After the initial startup, Solaris starts building a database of some sort. I think this is a one-off operation which it performs the first time a new installation is booted. I recalled seeing it before, so left it to run while I went to get a mug of tea. When I cam back, I found a dead laptop - no login prompt, no power light, nothing. It was then that I realised that I'd been running on battery power during the install and I hadn't flipped the power-supply wall switch to 'on'.

So what? Power switch to on, and start the laptop: it'll be fine. Wrong. The OS wouldn't boot. I can't recall all the rubbish that scrolled past, but I'm pretty sure that the power finally ran out while this configuration database (whatever it is) was building, and without it you're stuffed. I wasn't impressed.
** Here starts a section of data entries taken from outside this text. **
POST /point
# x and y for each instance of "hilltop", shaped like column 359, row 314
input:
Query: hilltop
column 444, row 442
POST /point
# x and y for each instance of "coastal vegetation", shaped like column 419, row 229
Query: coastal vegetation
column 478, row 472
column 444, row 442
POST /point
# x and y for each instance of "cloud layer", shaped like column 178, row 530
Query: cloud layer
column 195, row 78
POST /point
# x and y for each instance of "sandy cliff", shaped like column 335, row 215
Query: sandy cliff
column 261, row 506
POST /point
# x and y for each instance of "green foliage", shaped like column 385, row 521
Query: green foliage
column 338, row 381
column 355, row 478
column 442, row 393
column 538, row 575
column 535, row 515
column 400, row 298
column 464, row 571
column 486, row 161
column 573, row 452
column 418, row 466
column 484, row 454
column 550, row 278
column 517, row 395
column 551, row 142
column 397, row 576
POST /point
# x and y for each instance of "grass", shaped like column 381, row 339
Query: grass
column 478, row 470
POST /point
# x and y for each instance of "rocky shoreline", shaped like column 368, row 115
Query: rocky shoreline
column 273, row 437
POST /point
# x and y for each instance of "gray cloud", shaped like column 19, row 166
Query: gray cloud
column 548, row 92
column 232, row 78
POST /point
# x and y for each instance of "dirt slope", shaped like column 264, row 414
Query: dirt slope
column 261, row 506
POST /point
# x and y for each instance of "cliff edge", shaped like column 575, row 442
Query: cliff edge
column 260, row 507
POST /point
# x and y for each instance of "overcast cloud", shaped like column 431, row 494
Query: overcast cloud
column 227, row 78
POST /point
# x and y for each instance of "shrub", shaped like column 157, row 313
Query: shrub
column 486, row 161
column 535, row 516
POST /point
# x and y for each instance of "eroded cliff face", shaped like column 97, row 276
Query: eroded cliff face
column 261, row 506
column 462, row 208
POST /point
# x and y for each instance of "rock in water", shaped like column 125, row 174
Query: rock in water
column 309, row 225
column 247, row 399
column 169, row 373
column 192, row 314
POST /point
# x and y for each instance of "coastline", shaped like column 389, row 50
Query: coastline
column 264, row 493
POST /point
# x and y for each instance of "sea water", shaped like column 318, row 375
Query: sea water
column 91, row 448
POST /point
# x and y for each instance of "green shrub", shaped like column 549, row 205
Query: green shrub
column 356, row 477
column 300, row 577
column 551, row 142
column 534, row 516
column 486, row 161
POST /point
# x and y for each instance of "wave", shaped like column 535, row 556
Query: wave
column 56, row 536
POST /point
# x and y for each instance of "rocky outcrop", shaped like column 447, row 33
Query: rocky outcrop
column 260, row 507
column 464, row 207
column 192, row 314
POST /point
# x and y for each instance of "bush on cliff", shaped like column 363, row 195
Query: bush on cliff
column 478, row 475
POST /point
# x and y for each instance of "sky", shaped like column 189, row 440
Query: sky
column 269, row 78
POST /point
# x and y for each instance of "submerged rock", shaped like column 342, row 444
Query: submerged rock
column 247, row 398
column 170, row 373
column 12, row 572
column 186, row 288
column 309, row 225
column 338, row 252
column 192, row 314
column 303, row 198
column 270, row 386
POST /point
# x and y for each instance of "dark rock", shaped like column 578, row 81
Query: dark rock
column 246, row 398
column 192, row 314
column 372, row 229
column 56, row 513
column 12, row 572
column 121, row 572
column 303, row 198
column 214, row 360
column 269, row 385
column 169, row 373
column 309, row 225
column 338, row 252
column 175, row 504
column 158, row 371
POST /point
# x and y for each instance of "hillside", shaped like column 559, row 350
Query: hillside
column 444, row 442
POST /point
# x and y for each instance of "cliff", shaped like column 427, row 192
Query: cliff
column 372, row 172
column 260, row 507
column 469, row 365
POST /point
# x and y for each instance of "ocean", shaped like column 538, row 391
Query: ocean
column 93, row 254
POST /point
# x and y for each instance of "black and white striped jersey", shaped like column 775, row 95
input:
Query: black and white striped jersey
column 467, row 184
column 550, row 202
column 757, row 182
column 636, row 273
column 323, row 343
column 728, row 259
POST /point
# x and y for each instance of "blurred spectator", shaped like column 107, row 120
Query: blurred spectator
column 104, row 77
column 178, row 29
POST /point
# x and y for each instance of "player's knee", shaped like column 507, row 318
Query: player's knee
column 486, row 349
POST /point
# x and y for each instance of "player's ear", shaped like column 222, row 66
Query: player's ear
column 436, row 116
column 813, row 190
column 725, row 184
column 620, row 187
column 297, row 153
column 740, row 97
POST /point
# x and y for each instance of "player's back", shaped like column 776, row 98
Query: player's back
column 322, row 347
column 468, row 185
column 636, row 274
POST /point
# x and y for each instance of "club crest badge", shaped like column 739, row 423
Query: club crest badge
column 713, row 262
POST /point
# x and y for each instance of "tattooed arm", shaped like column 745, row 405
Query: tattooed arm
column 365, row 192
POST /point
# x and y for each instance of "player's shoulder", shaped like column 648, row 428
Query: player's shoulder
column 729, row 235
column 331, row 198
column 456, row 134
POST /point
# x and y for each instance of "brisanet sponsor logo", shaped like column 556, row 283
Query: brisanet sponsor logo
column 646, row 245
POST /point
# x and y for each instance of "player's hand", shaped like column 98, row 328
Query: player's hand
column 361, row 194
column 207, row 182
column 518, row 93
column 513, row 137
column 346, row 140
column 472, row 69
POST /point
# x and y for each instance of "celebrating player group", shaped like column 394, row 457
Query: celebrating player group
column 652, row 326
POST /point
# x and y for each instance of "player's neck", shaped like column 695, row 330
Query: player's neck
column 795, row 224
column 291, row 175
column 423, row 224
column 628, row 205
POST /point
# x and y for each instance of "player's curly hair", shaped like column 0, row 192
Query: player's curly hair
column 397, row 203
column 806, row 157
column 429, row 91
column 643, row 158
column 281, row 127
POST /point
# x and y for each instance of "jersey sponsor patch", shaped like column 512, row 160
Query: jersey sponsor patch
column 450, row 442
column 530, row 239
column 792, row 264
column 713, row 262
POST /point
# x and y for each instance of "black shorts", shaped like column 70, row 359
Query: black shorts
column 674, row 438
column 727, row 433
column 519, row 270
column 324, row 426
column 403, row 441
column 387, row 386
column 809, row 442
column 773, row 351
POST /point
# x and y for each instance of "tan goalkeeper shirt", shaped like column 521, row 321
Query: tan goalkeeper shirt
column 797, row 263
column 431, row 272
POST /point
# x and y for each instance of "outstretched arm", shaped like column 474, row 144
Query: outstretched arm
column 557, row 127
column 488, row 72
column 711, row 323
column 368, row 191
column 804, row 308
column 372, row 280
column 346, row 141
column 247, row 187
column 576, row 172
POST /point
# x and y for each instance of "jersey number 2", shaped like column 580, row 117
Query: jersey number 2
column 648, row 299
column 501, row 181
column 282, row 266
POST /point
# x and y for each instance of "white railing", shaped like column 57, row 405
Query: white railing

But I was determined enough to start at the beginning (again), this time with AC power on! And of course this time it installed perfectly. However, after logging-in I was disappointed to discover that none of the networking devices were recognized, nor was the sound and I presume also the graphics chipset (as before). This time I didn't even see the nwam dialog, so I have no idea how to make Solaris usable on this laptop.

I'm afraid that's it, for me. I won't be wasting any more time on Solaris, until I'm sure it will at least connect to the network. Windows XP is still my favourite day-to-day desktop OS, because it just works. I'm so glad I didn't remove it.

But what a pity: I had high hopes that Solaris might offer what no Linux distro (so far) has been able to: a good, professional alternative to Windows, created and supported by a trusted company like Sun.